The less the United States apportions failure or blame, the less credible the
sides' accusations will be.
If the
talks do collapse, will Kerry find the peace process back to where it started –
or could the situation be even worse? Many fear that unmet expectations may
lead to an outbreak of violence, and point to the outbreak of the Second
Intifada in the wake of the much-hyped 2000 Camp David summit as evidence. In
the ensuing bloodshed, more than 4,000 people lost their lives over the next
four years.
But
those drawing parallels between today and the Second Intifada risk learning the
wrong lessons from history. Much of the events of 2000 had to do with internal
dynamics and decisions of both parties before the collapse of peace talks. The
Palestinian organizations – including the grassroots militia of Yasir Arafat’s
Fatah Movement – were preparing for violence long before the disappointment of
Camp David. And the Israelis were already preparing a forceful response to
Palestinian violence – a response that may have helped turn the conflict into a
full blown and horrifically violent intifada.
Today,
the circumstances are different. Abbas is not Arafat, and the Palestinian
security organizations have been thoroughly reformed under the leadership of
former Palestinian Prime Minister Salam Fayyad. At present, military
cooperation between Israelis and Palestinians in the West Bank is good, and is
supported by an ongoing U.S. effort to maintain security. On the Israeli side,
too, responsible and cool-headed generals now command the forces in the West
Bank – men who are well aware of the dangers of over-reaction.
Yet
even if a failure of negotiations does not lead to an outbreak of violence, it
could lead to renewed demands on the Palestinian side for dissolving the Palestinian Authority. Palestinians are weary of the peace process, and there
is real risk that they will increasingly prefer dangerous (and unrealistic)

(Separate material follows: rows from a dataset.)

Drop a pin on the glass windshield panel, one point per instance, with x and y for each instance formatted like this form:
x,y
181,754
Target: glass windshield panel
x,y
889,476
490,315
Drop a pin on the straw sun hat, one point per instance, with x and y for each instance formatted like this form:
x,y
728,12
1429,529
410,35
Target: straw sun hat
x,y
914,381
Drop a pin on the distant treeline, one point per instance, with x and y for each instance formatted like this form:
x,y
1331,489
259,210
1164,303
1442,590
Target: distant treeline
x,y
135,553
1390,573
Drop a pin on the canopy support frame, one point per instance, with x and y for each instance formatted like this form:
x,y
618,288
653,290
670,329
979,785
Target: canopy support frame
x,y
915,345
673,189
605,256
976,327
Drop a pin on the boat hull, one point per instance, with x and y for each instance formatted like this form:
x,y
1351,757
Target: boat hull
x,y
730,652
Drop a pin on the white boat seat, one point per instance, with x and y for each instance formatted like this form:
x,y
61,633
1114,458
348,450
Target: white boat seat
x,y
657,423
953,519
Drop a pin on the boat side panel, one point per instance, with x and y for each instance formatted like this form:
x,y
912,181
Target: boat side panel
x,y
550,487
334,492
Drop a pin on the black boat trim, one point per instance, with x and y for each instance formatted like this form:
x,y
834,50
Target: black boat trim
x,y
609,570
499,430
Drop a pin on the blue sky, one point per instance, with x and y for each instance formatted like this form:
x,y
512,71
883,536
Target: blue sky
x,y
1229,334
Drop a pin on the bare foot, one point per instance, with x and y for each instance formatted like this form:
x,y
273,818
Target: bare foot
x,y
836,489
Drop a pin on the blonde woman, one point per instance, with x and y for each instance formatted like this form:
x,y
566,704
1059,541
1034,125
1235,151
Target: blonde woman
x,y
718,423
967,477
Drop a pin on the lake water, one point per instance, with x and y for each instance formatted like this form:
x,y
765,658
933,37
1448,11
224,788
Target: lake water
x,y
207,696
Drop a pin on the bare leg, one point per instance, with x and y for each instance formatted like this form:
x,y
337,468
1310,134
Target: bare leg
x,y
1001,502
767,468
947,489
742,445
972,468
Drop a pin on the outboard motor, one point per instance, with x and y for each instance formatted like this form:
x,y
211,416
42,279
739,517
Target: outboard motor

aspirations for a one state “solution.” There is also the risk of growing
demands in Israel to annex less inhabited parts of the West Bank to Israel proper:
Naftali Bennett, for example, has called for annexation of "Area C,"
which includes all the Israeli settlements. Most in the Israeli political
system still oppose a move along these lines.
Staving
off worst-case scenarios is possible, but requires close attention – even as
Kerry’s energy is devoted to giving his effort the best chance of success. The
secretary of state will also have to lay the groundwork for keeping the
possibility of future negotiations alive, even if this round of talks stalls. To
do so, Washington should prepare steps that fall short of a final-status
agreement. The United States, and even Israel, may, for example, recognize the
state of Palestine even before agreement on its borders or its relations to
Israel is finalized. This suggestion is less outlandish then it might seem:
Several Israeli politicians, including the hawkish former Deputy Foreign
Minister Danny Ayalon, suggested doing just that. Doing so would help protect
some degree of Palestinian self-rule from rash steps in the wake of failure.
Further
interim steps, while undoubtedly difficult, would go a long way for providing
the peace process with a safety net. Israel, for example, may return to the
idea of limited disengagement in the West Bank. Under such plans, Israel would
pull out of most of the West Bank without a final status agreement, shaping its
own eastern border. The authority in the vacated area would then presumably
fall to the Palestinian Authority, just as it did in the Gaza Strip did when
Israel evacuated in 2005. It is important that such steps be coordinated with
the Palestinians as much as possible – rather than unilaterally implemented, as
they were in 2005 – so that they encourage rather than preclude future
negotiation.
Skeptics
(like me) have been wrong before. This round of peace talks may succeed, and we
should wish wholeheartedly for their success. Netanyahu has the political
backing – from opposition parties, if necessary – to make bold, historic
decisions. Abbas may prove skeptics wrong and demonstrate courageous leadership
in the face of difficult circumstances.
And
yet, even while wishing the parties Godspeed, we should also think seriously
about the possibility that the talks may fail. Washington should make sure that
the ultimate winners of this peace effort are not those who oppose peace.